Apart traditions of withholding as much as possible from the public, some materials may still have explosive potential.

In the case of the alleged use of hundreds of US and other servicemen captured in Korea and Vietnam as human guinea pigs in Soviet medical experiments, revelations of a mass cover-up with the possible knowledge of both sides would certainly be a bombshell.

Figures high-ranking former Communist defectors claim the Soviets with their Asian allies subjected POWs to surgical operations without anaesthetic and injected them with radioactive isotopes, biowarfare micro-organisms and mind-control drugs.

The nearest to official confirmation of the presence of any US prisoners on Soviet soil came in 1992 when then president Yeltsin said some GIs were probably still alive in Russia.

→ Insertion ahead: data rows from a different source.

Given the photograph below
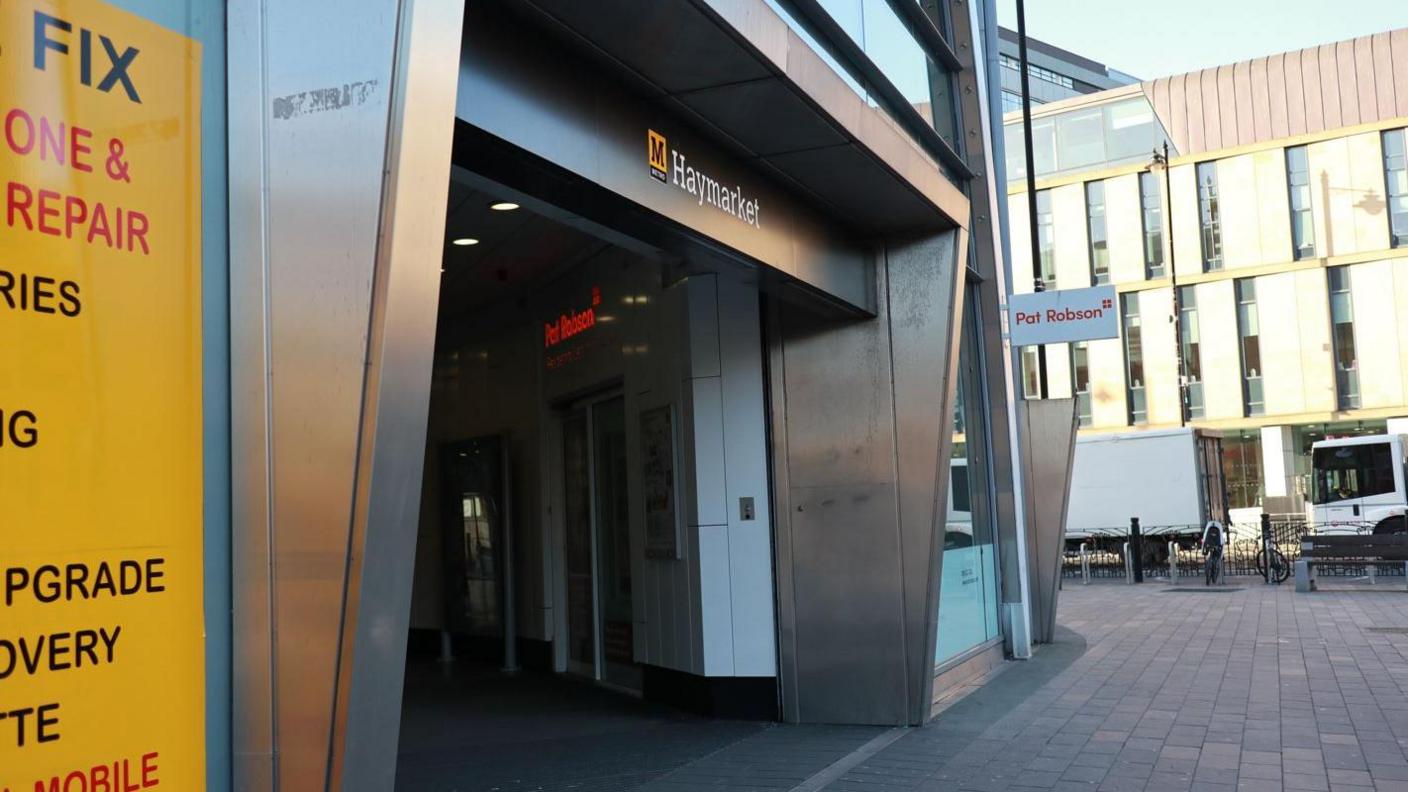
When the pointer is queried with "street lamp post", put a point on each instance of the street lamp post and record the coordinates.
(1160, 162)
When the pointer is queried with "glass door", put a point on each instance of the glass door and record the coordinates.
(582, 616)
(613, 543)
(597, 526)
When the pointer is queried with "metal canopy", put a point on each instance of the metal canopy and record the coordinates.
(682, 55)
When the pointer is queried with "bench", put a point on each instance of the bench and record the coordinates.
(1369, 550)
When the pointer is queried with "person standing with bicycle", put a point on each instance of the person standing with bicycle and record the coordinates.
(1211, 543)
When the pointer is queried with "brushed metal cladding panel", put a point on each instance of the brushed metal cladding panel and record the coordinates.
(1365, 82)
(1242, 103)
(1398, 44)
(252, 747)
(1329, 86)
(839, 407)
(1312, 90)
(307, 190)
(849, 627)
(1383, 57)
(1296, 97)
(1348, 86)
(396, 399)
(1276, 90)
(925, 283)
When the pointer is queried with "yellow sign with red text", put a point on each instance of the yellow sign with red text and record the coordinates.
(102, 646)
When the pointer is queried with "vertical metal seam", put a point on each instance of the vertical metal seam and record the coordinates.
(375, 305)
(268, 392)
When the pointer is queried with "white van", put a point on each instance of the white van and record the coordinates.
(1360, 485)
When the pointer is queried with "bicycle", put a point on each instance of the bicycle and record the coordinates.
(1280, 567)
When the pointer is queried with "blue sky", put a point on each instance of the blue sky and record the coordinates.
(1151, 38)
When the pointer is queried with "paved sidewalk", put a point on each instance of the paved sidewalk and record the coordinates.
(1149, 689)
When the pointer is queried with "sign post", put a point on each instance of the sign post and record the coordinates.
(102, 648)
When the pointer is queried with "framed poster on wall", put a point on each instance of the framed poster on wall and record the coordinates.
(658, 482)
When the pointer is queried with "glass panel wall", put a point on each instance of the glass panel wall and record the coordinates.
(1086, 137)
(1098, 238)
(1191, 350)
(1151, 210)
(894, 51)
(1342, 336)
(1396, 181)
(968, 589)
(1136, 402)
(1298, 183)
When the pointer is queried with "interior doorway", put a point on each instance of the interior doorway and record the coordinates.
(597, 539)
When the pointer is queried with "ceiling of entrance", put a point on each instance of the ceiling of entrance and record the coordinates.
(516, 251)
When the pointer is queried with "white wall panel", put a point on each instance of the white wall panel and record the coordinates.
(745, 450)
(1072, 236)
(1317, 360)
(1221, 361)
(1241, 217)
(1273, 206)
(1366, 164)
(1021, 243)
(1160, 355)
(1281, 376)
(715, 601)
(1332, 196)
(1186, 237)
(1124, 226)
(1376, 334)
(1107, 384)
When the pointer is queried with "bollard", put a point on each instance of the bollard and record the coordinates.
(1136, 547)
(1266, 547)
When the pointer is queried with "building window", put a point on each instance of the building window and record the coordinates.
(1055, 78)
(1298, 182)
(1135, 399)
(1396, 178)
(1190, 345)
(1342, 336)
(1249, 331)
(1211, 216)
(1045, 240)
(1151, 207)
(1080, 379)
(1031, 372)
(1098, 241)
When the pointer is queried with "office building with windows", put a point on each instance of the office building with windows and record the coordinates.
(1055, 73)
(1262, 269)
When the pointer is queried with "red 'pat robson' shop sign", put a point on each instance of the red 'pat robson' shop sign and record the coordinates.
(572, 322)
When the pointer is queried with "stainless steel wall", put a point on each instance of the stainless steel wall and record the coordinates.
(341, 121)
(862, 420)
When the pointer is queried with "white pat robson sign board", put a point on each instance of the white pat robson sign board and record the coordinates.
(1063, 314)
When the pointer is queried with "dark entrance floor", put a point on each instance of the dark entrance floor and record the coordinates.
(468, 727)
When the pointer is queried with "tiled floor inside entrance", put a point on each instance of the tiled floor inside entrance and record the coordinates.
(1148, 689)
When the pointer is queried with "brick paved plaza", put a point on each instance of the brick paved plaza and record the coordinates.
(1249, 688)
(1253, 688)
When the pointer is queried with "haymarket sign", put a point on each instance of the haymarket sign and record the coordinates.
(670, 166)
(1060, 316)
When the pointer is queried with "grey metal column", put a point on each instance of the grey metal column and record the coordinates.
(342, 114)
(862, 430)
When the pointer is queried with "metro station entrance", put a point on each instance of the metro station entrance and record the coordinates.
(556, 577)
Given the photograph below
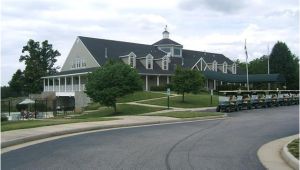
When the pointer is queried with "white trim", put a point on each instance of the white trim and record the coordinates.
(89, 52)
(149, 57)
(79, 85)
(64, 93)
(225, 66)
(65, 83)
(146, 77)
(63, 75)
(197, 62)
(75, 43)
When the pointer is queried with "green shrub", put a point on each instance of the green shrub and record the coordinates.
(161, 87)
(4, 118)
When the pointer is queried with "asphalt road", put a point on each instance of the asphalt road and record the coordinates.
(219, 144)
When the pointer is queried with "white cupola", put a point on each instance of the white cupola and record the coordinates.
(166, 33)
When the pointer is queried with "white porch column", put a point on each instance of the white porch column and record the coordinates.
(72, 84)
(58, 83)
(65, 84)
(79, 83)
(53, 84)
(146, 82)
(44, 85)
(48, 84)
(207, 84)
(215, 85)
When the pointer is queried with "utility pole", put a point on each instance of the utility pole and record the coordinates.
(269, 85)
(247, 66)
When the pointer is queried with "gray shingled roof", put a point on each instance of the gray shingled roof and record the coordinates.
(118, 48)
(166, 41)
(191, 57)
(235, 78)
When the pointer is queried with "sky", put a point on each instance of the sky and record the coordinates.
(219, 26)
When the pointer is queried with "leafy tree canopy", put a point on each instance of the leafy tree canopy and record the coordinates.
(187, 81)
(282, 61)
(39, 60)
(111, 81)
(17, 82)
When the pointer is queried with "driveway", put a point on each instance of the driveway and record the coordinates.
(218, 144)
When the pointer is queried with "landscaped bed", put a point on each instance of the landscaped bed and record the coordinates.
(99, 115)
(191, 101)
(189, 114)
(141, 95)
(293, 148)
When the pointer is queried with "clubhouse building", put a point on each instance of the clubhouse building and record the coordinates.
(155, 63)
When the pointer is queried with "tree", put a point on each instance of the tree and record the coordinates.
(111, 81)
(39, 61)
(186, 81)
(17, 82)
(282, 61)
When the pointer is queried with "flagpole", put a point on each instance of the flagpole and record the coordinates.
(247, 66)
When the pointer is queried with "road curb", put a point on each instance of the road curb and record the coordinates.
(270, 156)
(288, 157)
(99, 127)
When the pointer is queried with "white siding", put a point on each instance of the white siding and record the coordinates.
(79, 51)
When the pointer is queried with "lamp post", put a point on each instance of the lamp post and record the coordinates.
(268, 57)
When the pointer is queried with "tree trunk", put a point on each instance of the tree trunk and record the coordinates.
(115, 108)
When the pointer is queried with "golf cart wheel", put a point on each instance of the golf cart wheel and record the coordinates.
(218, 109)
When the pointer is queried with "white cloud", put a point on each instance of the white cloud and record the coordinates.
(217, 26)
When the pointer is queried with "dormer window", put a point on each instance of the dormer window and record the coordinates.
(149, 62)
(177, 52)
(132, 61)
(78, 63)
(225, 67)
(165, 64)
(233, 68)
(215, 66)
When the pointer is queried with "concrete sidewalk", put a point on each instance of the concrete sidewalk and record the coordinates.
(15, 137)
(270, 154)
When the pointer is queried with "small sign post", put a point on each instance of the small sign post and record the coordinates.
(211, 94)
(168, 93)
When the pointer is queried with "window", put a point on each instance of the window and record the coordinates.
(149, 62)
(167, 50)
(165, 63)
(224, 67)
(215, 66)
(233, 68)
(132, 61)
(78, 63)
(83, 64)
(177, 51)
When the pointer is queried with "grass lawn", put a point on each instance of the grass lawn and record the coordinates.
(140, 95)
(13, 125)
(99, 115)
(191, 101)
(187, 114)
(122, 110)
(294, 148)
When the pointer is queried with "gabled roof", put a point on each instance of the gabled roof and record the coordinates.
(118, 48)
(166, 41)
(235, 78)
(191, 57)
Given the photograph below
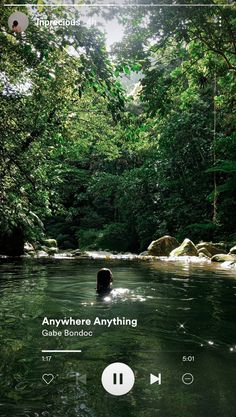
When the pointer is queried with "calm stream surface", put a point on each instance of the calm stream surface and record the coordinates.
(161, 296)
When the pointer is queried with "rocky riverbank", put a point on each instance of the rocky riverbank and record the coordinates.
(166, 248)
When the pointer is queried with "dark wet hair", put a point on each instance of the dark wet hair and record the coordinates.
(104, 279)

While was more likely a reference to air crews shot down in Soviet-controlled territory, no missing POWS were ever officially found.

A key figure in the US-Russian joint commission on locating the servicemen, Russian army general and historian Dmitry Volkogonov, claimed in personal notes found after his death in 1995 that the archives hold KGB documents on plans to ship US prisoners to the USSR.

Some believe authorities on both sides may have simply stalled to ensure that any survivors of the suspected program died, although relatives of the lost men say time will not deter them.

”Families lend a measure of credibility and urgency of a sort that no one else can provide,” a member of a US association of missing servicemen’s families wrote on its Internet site.

”We are the only people who have lived with this issue for 50 years. We are the only ones who will stay with it for another 50 years, if that’s what it takes,” the statement said.

But by the same token, Moscow’s vaults can in this, as in other cases, be kept tightly shut to inspection for as long as is deemed necessary.

”I fear it will all still be classified in 200 years’ time,” Zhukov said.

Keeping under lock and key will also protect well-connected perpetrators of state-sanctioned crimes who are still alive in a country that has yet to fully confront dark chapters in its history.

As General Volkogonov posthumously points out in his notes: ”History, especially Soviet history, is full of secrets, and very often evil.”